When Employees Test Positive for COVID-19
COVID-19 Testing Protocols in the Workplace
The spread of COVID-19 has disrupted many of the routine procedures employers had in place before the pandemic. Workplace safety topics currently revolve around whether it is feasible for a business to go fully or partially remote. Those who have remained in their brick-and-mortar establishments have largely made socially distant work accommodations to help slow the spread of coronavirus among employees.
While employers have a natural incentive to keep their employees safe and healthy to a reasonable degree, they must also now contend with the potential legal liability for COVID-19 outbreaks in the workplace. For these reasons, many employers are contemplating mandatory COVID-19 testing for new hires and current employees. However, what employers ultimately decide to do with the test results may also invite legal liability issues. Below we discuss what employers should know about planning for coronavirus at work.
Is mandatory COVID-19 testing an ADA or HIPAA violation?
The Americans with Disabilities Act prohibits workplace discrimination based on disability, including COVID-19 illness. Under this law, employers can only require mandatory medical examinations or tests if they are job-related and “consistent with business necessity.” However, if a current or potential employee contracts the virus, they pose a direct threat to other employees they may come into contact with within the workplace. For this reason, employers can use COVID-19 tests as a mandatory screening examination.
The Health Insurance Portability and Accountability Act, or HIPAA, requires that individuals’ health information remain protected and confidential. While you should consult with an attorney to confirm your specific circumstances, as a general rule, employment screening services that are not covered or paid for by health insurance are not subject to HIPAA. Regardless, disclosing the health status or related information of a new hire or employee who tests positive for coronavirus is never going to be a good idea. Even when HIPAA does not apply, there are numerous other laws that govern the protection and/or disclosure of personally identifiable information.
Should COVID-19 testing be a part of the onboarding process?
Since employers can legally mandate COVID-19 testing, many employers may consider incorporating the test into the hiring and onboarding processes. The Equal Opportunity and Employment Commission, or EEOC, states that employers can screen job applicants for COVID-19 after making a conditional job offer, so long as the test is administered to all entering applicants in the same type of job.

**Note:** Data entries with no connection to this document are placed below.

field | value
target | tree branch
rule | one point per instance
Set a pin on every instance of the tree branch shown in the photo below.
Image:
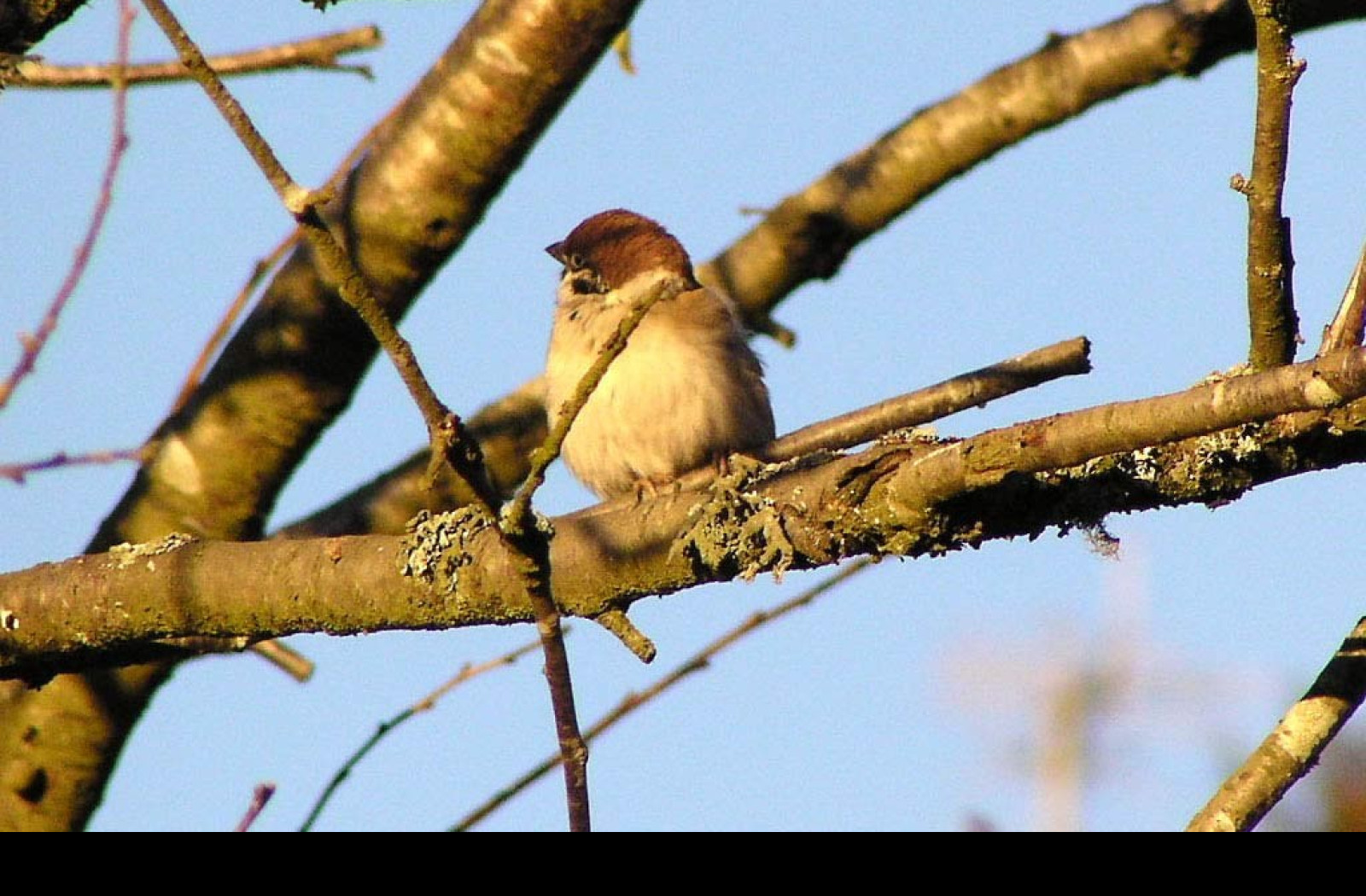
(1270, 305)
(908, 499)
(118, 145)
(632, 702)
(1293, 748)
(313, 52)
(218, 465)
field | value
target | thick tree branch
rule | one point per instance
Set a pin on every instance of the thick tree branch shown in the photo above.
(908, 499)
(809, 234)
(1293, 748)
(218, 463)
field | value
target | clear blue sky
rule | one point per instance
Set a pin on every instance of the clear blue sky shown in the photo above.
(912, 697)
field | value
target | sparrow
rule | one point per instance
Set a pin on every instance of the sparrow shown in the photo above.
(686, 391)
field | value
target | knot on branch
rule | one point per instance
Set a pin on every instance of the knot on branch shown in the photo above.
(439, 544)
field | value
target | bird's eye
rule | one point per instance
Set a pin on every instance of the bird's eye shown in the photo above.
(584, 282)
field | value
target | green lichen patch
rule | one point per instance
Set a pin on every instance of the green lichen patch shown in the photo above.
(738, 529)
(437, 545)
(126, 555)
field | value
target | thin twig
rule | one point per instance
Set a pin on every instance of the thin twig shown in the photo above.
(444, 429)
(1293, 748)
(18, 472)
(386, 727)
(260, 796)
(450, 441)
(519, 527)
(1349, 324)
(1270, 300)
(933, 402)
(120, 143)
(697, 663)
(230, 318)
(313, 52)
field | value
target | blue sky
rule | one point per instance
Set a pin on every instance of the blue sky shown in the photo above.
(908, 700)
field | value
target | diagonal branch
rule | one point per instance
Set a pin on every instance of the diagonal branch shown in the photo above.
(903, 497)
(313, 52)
(118, 145)
(632, 702)
(1293, 748)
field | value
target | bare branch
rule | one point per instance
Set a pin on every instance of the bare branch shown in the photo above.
(1349, 324)
(260, 796)
(118, 145)
(1270, 300)
(698, 661)
(230, 318)
(910, 499)
(312, 52)
(1293, 748)
(387, 727)
(17, 473)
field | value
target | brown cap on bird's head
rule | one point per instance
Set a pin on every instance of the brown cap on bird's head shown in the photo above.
(616, 245)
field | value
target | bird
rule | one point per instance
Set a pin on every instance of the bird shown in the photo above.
(686, 391)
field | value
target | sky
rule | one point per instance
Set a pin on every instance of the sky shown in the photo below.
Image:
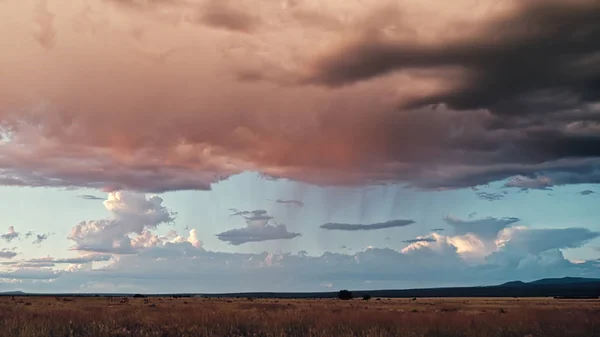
(208, 146)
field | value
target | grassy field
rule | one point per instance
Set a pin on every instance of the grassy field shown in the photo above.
(100, 316)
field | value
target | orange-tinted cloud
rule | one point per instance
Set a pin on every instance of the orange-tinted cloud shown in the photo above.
(328, 93)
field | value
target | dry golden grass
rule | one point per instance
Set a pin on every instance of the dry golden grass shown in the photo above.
(91, 317)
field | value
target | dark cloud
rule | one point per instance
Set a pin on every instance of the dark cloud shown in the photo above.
(485, 228)
(256, 234)
(257, 215)
(483, 100)
(226, 15)
(366, 227)
(7, 254)
(90, 197)
(511, 67)
(490, 196)
(297, 203)
(420, 240)
(257, 229)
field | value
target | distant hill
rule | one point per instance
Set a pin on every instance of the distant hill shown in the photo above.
(12, 293)
(567, 287)
(566, 280)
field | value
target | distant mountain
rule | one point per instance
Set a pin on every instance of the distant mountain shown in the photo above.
(12, 293)
(566, 280)
(566, 287)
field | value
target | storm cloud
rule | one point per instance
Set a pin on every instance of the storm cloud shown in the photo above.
(303, 91)
(366, 227)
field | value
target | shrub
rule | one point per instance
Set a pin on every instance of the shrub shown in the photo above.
(345, 295)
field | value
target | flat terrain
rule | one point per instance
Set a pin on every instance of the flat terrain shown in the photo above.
(155, 316)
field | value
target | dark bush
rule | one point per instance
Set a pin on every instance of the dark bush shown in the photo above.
(345, 295)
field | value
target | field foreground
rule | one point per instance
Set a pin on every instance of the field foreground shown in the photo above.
(469, 317)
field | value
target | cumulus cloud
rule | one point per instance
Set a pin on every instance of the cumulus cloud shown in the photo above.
(436, 260)
(260, 97)
(486, 228)
(90, 197)
(131, 214)
(257, 229)
(10, 235)
(366, 227)
(535, 241)
(76, 260)
(41, 238)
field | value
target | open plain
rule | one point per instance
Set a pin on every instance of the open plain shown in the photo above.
(422, 317)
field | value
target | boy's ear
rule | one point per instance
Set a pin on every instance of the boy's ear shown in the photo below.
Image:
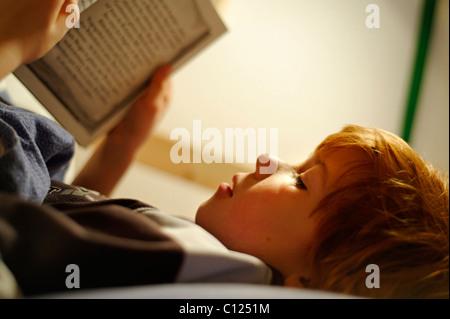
(295, 281)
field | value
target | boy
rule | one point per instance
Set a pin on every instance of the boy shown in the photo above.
(363, 198)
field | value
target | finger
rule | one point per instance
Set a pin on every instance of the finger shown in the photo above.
(68, 15)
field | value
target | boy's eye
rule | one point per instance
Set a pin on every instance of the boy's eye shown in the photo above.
(299, 182)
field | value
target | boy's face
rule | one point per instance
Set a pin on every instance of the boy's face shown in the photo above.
(269, 216)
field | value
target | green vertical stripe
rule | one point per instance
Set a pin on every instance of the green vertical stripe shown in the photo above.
(419, 64)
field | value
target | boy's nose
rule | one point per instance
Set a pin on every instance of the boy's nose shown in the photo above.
(266, 165)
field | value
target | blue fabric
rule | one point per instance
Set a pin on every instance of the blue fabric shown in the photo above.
(35, 150)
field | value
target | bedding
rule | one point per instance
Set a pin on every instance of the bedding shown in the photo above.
(114, 243)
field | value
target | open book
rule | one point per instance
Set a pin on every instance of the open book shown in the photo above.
(90, 78)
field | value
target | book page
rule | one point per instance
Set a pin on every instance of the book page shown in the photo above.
(100, 68)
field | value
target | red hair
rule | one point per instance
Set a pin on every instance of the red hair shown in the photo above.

Conducting COVID-19 tests before bringing a new hire on may help slow the spread of coronavirus in the workplace, protecting current employees from the disease, in addition to protecting the company from legal liability if an outbreak were to occur. Other employers may find that COVID-19 Antibody Testing is more appropriate.
What should an employer do if a new hire tests positive for COVID-19?
The EEOC also states that employers can withdraw a job offer if an applicant tests positive for coronavirus and if the job opening in question must be filled immediately. Otherwise, an employer can opt to defer employment until the applicant recovers or tests negative for the coronavirus at a later date.
Employers should be aware that if they must withdraw a job offer, an applicant may still bring a discrimination suit against them. One of the best ways to avoid this situation is by providing the applicant with a detailed document outlining the reason for the rescinded job offer. This type of document may help the applicant secure Pandemic Unemployment Assistance in the interim period between jobs, thus reducing the likelihood of their filing a civil suit against the employer.
If a new hire develops symptoms of COVID-19 after accepting a job offer and beginning to work on-site, employers should immediately separate the new hire from other employees and clients. Ideally, the new hire should be tested for COVID-19 again, although employers cannot require a positive test result to justify sick leave. The new hire should isolate at home and return to work once they meet certain criteria laid out per the CDC’s official guidelines.
Employers do not necessarily have to shut down after discovering that a new hire tests positive or displays symptoms of coronavirus. However, the areas used by the sick employee should be roped off for 24 hours (or as long as possible) before being thoroughly cleaned and disinfected. Employers should also notify other employees of a potential case of coronavirus in the workplace without violating the confidentiality requirements granted to the sick employee under HIPAA.
To what extent are employers liable for COVID-19 outbreaks in the workplace?
Under the federal Occupational Safety and Health Act or OSHA, employers have a general duty to provide their employees a work environment that is “free from recognized hazards that are causing or are likely to cause death or serious physical harm to his employees.” This means that employers may be held legally liable for coronavirus outbreaks that can be traced back to their buildings or facilities. Thus, social distancing may not be enough to protect a business from legal consequences associated with COVID-19. Employers should be especially vigilant when it comes to planning for coronavirus at work and its legal implications at this time.